NetBSD Problem Report #57643
From www@netbsd.org Wed Oct 4 06:51:29 2023
Return-Path: <www@netbsd.org>
Received: from mail.netbsd.org (mail.netbsd.org [199.233.217.200])
(using TLSv1.3 with cipher TLS_AES_256_GCM_SHA384 (256/256 bits))
(Client CN "mail.NetBSD.org", Issuer "mail.NetBSD.org CA" (not verified))
by mollari.NetBSD.org (Postfix) with ESMTPS id 195371A9238
for <gnats-bugs@gnats.NetBSD.org>; Wed, 4 Oct 2023 06:51:29 +0000 (UTC)
Message-Id: <20231004065127.2A5B61A923A@mollari.NetBSD.org>
Date: Wed, 4 Oct 2023 06:51:27 +0000 (UTC)

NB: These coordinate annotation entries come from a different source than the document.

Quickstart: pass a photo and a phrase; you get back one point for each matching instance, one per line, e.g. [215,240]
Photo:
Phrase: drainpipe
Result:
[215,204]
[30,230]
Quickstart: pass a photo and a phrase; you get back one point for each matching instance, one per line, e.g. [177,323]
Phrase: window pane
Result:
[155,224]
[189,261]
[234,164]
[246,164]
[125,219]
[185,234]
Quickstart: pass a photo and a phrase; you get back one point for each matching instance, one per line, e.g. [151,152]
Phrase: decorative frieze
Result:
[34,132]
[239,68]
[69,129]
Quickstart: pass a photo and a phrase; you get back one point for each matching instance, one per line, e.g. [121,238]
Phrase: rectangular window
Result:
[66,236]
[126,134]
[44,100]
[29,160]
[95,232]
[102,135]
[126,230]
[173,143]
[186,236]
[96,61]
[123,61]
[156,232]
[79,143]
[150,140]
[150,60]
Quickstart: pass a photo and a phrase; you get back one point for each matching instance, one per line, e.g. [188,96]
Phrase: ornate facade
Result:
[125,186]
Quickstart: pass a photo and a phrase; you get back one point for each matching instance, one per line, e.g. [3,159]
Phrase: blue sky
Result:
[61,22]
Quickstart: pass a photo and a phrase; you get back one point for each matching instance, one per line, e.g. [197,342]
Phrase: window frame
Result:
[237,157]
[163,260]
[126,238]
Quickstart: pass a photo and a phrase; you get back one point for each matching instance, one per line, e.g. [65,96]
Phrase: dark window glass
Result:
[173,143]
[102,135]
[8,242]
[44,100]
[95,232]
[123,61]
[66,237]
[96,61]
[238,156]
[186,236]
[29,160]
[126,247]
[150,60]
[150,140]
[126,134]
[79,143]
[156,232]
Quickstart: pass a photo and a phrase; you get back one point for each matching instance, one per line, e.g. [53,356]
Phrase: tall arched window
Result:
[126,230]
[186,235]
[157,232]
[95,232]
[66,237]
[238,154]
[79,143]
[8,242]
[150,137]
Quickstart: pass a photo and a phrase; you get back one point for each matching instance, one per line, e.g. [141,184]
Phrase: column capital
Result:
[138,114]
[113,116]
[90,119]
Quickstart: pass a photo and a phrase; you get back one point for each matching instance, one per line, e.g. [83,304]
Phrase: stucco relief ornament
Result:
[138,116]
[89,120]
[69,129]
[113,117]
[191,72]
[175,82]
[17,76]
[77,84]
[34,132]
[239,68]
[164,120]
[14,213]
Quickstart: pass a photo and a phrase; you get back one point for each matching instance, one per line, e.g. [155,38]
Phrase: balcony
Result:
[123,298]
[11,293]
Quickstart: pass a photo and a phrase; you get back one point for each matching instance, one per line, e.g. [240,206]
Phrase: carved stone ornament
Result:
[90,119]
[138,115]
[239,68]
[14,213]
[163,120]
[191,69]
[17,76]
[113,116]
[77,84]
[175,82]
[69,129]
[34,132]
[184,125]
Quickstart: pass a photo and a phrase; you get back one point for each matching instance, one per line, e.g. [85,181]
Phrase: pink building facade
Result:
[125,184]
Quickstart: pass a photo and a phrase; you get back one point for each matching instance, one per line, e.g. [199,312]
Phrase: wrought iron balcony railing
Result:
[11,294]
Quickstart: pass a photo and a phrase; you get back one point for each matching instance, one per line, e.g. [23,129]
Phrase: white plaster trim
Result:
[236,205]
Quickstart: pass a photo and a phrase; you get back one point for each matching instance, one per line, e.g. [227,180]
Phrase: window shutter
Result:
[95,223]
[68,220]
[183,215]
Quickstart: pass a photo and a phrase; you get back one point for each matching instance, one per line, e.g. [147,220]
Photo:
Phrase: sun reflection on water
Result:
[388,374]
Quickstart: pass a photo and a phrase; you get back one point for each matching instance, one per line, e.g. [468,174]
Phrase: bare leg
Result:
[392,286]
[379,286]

From: rokuyama.rk@gmail.com
Reply-To: rokuyama.rk@gmail.com
To: gnats-bugs@NetBSD.org
Subject: aarch64: smmu(4) seems mandatory for some SoC and/or memory configuration
X-Send-Pr-Version: www-1.0
>Number: 57643
>Category: port-arm
>Synopsis: aarch64: smmu(4) seems mandatory for some SoC and/or memory configuration
>Confidential: no
>Severity: serious
>Priority: medium
>Responsible: port-arm-maintainer
>State: open
>Class: sw-bug
>Submitter-Id: net
>Arrival-Date: Wed Oct 04 06:55:00 +0000 2023
>Last-Modified: Tue Oct 10 04:10:01 +0000 2023
>Originator: Rin Okuyama
>Release: 10.99.8
>Organization:
Internet Initiative Japan Inc.
>Environment:
NetBSD lx2k-igc-intel 10.99.8 NetBSD 10.99.8 (GENERIC64) #152: Wed Oct 4 12:28:25 JST 2023 rin@netbsd:/home/rin/src/sys/arch/evbarm/compile/GENERIC64 evbarm aarch64
>Description:
For HoneyComb LK2K with its latest (2021-08-10) UEFI firmware:
https://images.solid-run.com/LX2k/lx2160a_uefi
TX stalls indefinitely for upcoming igc(4) driver, if 64-bit DMA tag
is used; only a part of TX packet is marked processed, with
succeeding buffers up to EOP being untouched forever.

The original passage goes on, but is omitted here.